The Walking Dead is back with a whole new enemy plaguing our survivors as we kick off season 4 in bloody style…
By Scott Harris
There was a story in Greek mythology about a zombie. His name was Antaeus, and he was, it seemed, a fully unbeatable wrestler. In the end, the only person who could defeat him was a guy named Hercules, who lifted Antaeus off the ground, and in so doing robbed him of his apparent power source.
He always had to be touching the Earth, you see, and the undead man who was theretofore undefeated was suffocated by the very much alive Greek hero.
The Walking Dead, especially in the fourth season premiere of the AMC series, stays similarly grounded. Its own key strength is, and always will be, killing bad guys by the bushel. But as with Antaeus, its true power source is more subtle. What may appear at a glance to be just a trend-humping zombie gorefest is actually a spectacularly executed series fueled by statements on life, love, death, and the forces that direct a society when the GPS blinks out.
Production-related case in point: In the premiere, out comes the hero, Rick, accompanied by some crackling blues dirge. Pretty good song. Try to Shazam it, though, and all that pops up is a commercial for the show. Interesting.
The episode, called “Thirty Days Without An Accident,” is similarly calm on the surface, but contains more depth than you might notice. It seems like just a re-introduction to the characters and storylines, but then the walkers start to show up. In droves. Juxtaposed with the masses along the fences is the camp’s evolution toward a self-sustaining community, less and less reliant on taking runs into walker territory for supplies.
But those runs still happen, and in the first one of the season Zach is bitten—a kiss of death in this post-apoocalypse. The commotion happens when an otherwise uneventful store raid attracts walkers literally from the ceiling down, thanks to Bob’s wrangling over whether to snatch a bottle of booze. When the camp hears of Zach’s demise, his girlfriend, Beth, remains stonefaced. She’s numb to the pain. That’s not good.
At the same time, the ever-popular Daryl appears to be farther down the road in a potential relationship with Carol, who has sweated him for quite a while now. Could that crossbow be the very same possessed by the god Cupid? Ah-ha. Ha. Very good.
Meanwhile, Rick takes a foray into the woods that ends with him meeting a bizarre, almost walker-like woman. Praise for her then-unseen husband rings hollow when it’s revealed that the woman adores the man despite his relatively recent walker conversion. In a fit of guilt that, to me, contained more than a bit of foreshadowing, she stabs herself to death so she can keep him company in the realm of the undead.
Back at the ranch, a pig and a person (Patrick) appear to come down with walker fever, despite not having any apparent bite marks. Don’t tell me this thing is airborne.
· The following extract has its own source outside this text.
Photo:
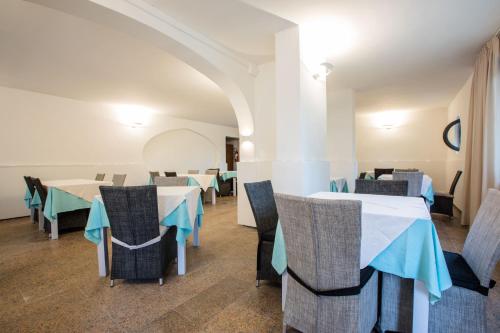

And so ends the episode. In typical fashion for the series, it keeps the viewer current at the same time that it gently uncovers new storylines, just as Rick, digging a garden in the opening scene, uncovers an old pistol in the dirt. He looks up, sees a drove of walkers quietly drooling at him from the other side of the prison fence, and tosses the gun aside, unneeded but not forgotten.